The chimes, the solitary, icy chimes.

For Bobby it was a deep sadness. A sense of longing for something that would always be out of reach. Bobby didn’t know where he was going, and often felt alone. He didn’t know if anything else was possible. He tried not to think. Hope, generally, kept Bobby fixed on the horizon. But the song made him feel like he was staring into forever. Into hopelessness. Giving him a glimpse of a mission he was doomed to fail, before he’d even begun. Something, a chase, he was committed to all the same.

“Here I am… hear me sing…”

To be noticed. By anyone. Bobby didn’t see some idealised lover, maybe a string of them. A lonely journey. A prophecy. What Bobby saw was the future. Left speechless. In awe of its frightening, terrifying beauty. Besotted by the voice, Davey had quickly tried to find a picture of Liz Fraser. 

Despite “Song To The Siren” and singer Liz Fraser’s backing on Felt’s “Primitive Painters”, the friends had never cottoned onto the Cocteau Twins. The NME raved about A.R. Kane, and “When You’re Sad” sounded a bit like The Jesus & Mary Chain. Drum machines, bubblegum pop and feedback. Bass strings twanging out a rigid funk.
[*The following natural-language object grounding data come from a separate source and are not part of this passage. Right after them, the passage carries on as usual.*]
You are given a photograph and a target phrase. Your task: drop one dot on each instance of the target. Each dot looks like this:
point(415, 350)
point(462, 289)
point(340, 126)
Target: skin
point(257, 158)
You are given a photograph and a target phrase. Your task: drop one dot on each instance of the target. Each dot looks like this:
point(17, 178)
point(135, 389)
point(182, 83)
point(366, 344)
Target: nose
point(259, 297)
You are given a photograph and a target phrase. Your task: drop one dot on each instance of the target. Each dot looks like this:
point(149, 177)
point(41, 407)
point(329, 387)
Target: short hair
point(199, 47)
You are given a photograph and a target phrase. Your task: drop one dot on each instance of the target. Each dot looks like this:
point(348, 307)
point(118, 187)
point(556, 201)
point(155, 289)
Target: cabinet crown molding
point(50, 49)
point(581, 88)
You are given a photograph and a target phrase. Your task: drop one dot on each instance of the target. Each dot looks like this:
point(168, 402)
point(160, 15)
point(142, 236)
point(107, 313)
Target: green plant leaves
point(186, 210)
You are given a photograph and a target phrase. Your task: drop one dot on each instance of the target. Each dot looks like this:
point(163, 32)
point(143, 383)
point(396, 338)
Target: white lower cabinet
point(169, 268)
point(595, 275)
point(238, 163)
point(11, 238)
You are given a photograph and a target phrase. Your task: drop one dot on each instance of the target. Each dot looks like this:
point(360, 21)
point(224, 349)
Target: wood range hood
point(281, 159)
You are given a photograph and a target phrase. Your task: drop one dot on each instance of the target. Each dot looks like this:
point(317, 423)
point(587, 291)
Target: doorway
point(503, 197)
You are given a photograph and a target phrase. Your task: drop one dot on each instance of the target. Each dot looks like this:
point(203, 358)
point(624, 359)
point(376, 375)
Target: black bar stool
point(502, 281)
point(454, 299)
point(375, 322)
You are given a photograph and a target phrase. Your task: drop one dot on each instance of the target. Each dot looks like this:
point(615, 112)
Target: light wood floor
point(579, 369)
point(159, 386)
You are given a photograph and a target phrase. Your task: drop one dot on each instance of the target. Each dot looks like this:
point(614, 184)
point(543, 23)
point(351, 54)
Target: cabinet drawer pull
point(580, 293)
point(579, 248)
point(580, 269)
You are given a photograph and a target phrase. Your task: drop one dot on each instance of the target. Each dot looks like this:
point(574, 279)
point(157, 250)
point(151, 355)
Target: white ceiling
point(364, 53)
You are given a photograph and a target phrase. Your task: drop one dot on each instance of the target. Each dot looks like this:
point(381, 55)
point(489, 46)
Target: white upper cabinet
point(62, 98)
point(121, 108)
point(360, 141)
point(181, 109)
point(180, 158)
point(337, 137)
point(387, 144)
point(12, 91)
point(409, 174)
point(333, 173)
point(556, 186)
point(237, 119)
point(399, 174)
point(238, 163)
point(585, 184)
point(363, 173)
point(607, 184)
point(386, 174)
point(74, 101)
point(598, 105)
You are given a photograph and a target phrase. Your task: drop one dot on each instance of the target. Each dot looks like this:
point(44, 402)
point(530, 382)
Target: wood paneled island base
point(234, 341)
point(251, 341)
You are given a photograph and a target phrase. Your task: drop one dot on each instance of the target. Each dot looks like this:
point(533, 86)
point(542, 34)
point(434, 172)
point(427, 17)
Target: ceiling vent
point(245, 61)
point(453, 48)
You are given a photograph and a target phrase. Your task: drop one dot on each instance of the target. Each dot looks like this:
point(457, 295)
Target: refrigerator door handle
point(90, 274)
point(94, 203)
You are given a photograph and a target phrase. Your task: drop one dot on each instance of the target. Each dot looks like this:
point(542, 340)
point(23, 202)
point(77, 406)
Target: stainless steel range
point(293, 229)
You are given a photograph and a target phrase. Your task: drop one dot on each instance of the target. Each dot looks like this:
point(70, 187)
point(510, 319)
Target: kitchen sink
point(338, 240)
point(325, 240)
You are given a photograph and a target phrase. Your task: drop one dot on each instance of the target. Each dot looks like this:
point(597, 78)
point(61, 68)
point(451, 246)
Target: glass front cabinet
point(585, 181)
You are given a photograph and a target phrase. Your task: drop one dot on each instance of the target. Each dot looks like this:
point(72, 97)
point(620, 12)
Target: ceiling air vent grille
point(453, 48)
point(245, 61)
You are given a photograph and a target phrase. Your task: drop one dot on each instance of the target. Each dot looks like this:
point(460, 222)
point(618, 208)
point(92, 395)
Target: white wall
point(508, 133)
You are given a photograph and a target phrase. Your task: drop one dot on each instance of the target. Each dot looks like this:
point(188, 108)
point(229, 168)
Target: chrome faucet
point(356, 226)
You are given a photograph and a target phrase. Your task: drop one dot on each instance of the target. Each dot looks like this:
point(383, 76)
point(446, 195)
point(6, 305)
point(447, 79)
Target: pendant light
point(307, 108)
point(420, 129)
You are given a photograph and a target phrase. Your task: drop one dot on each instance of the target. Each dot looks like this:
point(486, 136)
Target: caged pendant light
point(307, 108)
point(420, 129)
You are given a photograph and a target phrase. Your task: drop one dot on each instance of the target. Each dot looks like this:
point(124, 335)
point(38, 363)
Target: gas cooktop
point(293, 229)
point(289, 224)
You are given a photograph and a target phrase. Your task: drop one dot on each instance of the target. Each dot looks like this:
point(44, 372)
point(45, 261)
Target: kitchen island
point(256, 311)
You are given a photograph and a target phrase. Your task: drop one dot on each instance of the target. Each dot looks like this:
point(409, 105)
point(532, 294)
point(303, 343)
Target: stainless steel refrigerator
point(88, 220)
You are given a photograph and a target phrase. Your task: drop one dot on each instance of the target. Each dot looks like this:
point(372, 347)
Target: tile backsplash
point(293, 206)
Clash-like riffs, buzzing, sharp, cut short over nursery rhyme S&M lyrics. 

“The hair on your neck forms a noose around mine…”

All very “Taste Of Cindy”, “Psychocandy”, and those noisy guitars were such a rush. “Lolita”, with its sleeve of a naked femme fatale hiding a huge kitchen knife, was an ethereal, echoed, sexy shimmer. 

“Hey there winky girl… love to go on down and kiss your curls…”

The fragile fretwork and ballad broken by searing sheets of metal. Someone called it “dream pop” and, Alice In Wonderland-like, it wandered through unconscious obsession, pleasure and pain, prowled the edge of nightmares. Sonically sailing the same waters as “Song To The Siren”. Both AR Kane 12s were produced by The Cocteaus’ Robin Guthrie, but  Bobby and Davey weren’t the kind of kids to make that connection. 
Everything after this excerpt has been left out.